Sì, perché la Turchia è ancora assurdamente membro della Nato, ma i suoi interessi sono diametralmente opposti a quelli dell’Europa e dell’America (quella vera, certamente non rappresentata oggi da Obama).
Hollande è di fatto alleato di Putin contro l’Isis, e non ha più manifestato l’intenzione di far cadere il regime siriano di Assad; la Germania, dopo aver promesso ad Erdogan soldi ed Europa in cambio del controllo (tuttora inesistente) dei profughi siriani, ha capito che l’unica cosa da fare è dare una mano alla Francia; e, nell’attesa che il cripto-islamico di Washington consumi gli ultimi mesi in un ostinato e pernicioso non interventismo, anche l’Italia si sta muovendo.

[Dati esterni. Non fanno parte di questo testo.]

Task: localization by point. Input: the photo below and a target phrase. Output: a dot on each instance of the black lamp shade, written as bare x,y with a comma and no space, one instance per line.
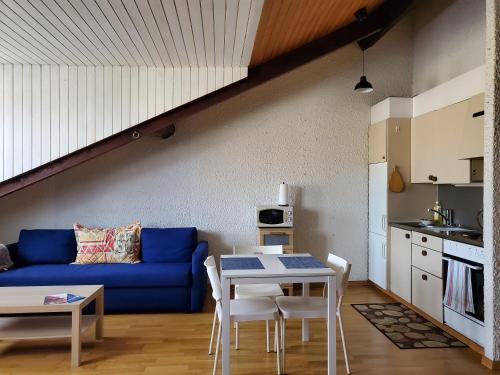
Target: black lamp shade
363,86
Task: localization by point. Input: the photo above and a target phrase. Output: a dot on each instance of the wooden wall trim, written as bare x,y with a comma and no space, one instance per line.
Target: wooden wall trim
387,14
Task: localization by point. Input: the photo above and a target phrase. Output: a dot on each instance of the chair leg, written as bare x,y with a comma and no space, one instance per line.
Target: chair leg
267,336
212,335
341,326
236,338
216,359
275,344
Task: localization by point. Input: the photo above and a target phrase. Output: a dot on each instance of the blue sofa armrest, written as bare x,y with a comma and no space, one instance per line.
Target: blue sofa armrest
199,286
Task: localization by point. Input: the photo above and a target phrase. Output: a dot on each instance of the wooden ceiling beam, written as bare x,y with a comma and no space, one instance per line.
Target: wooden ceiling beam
384,16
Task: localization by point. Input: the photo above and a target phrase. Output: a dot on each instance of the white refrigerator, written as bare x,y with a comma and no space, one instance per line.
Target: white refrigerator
377,224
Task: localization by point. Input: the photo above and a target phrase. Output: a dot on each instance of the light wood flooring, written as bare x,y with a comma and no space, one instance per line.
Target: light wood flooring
178,344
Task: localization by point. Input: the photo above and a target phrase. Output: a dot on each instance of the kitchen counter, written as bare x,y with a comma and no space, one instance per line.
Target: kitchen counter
453,236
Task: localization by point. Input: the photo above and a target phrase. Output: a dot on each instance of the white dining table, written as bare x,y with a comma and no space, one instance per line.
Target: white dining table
275,272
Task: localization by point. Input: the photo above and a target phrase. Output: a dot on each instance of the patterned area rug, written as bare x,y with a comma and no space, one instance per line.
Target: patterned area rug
405,328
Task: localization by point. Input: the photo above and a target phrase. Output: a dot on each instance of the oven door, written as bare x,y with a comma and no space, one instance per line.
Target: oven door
271,217
477,283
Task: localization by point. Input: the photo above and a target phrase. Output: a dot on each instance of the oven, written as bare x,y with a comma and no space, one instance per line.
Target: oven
468,320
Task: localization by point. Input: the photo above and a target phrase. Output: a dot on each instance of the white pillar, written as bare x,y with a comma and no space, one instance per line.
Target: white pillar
492,183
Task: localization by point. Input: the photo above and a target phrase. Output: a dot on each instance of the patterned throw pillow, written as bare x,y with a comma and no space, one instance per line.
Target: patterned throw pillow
108,245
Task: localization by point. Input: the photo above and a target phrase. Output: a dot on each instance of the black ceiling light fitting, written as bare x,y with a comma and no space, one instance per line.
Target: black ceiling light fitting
363,86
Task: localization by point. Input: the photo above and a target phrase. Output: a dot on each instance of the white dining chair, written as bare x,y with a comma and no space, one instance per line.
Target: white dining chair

La Turchia, in definitiva, sarà sempre più isolata dall’Occidente, con gravi ripercussioni sull’economia e sull’affidabilità quale nazione democratica ed anti-teocratica.
A questo punto, l’apparato militare non può assistere supinamente al disastro causato da Erdogan. L’uscita dalla Nato non garantirebbe più ai generali evidenti vantaggi quali l’accesso a tecnologie militari senza pari nel Pianeta ed un prestigio internazionale di cui essi hanno sinora goduto, ed anche l’adesione alla UE, cui hanno sempre anelato, sarebbe definitivamente archiviata.
Come allora i militari turchi pensano di uscire da questa imbarazzante situazione? Accentuando l’inaffidabilità del governo turco. L’occasione l’ha fornita loro Putin, su un piatto d’argento. L’abbattimento del bombardiere russo è stato un colpo di genio, legale sotto il profilo del diritto e del tutto inopportuno sotto quello diplomatico. Proprio ciò che convincerà, da un lato, l’Occidente circa la velocemente progressiva involuzione della Turchia verso un neo-ottomanesimo peraltro spesso dichiarato da Erdogan & C. e, dall’altro, la società turca dei pericoli soprattutto economici sulla rottura dei rapporti con Russia, Europa e, a breve, anche con gli USA.
Il prossimo golpe in Turchia è solo questione di tempo. Speriamo solo che i generali kemalisti si dimostrino più preparati degli omologhi egiziani.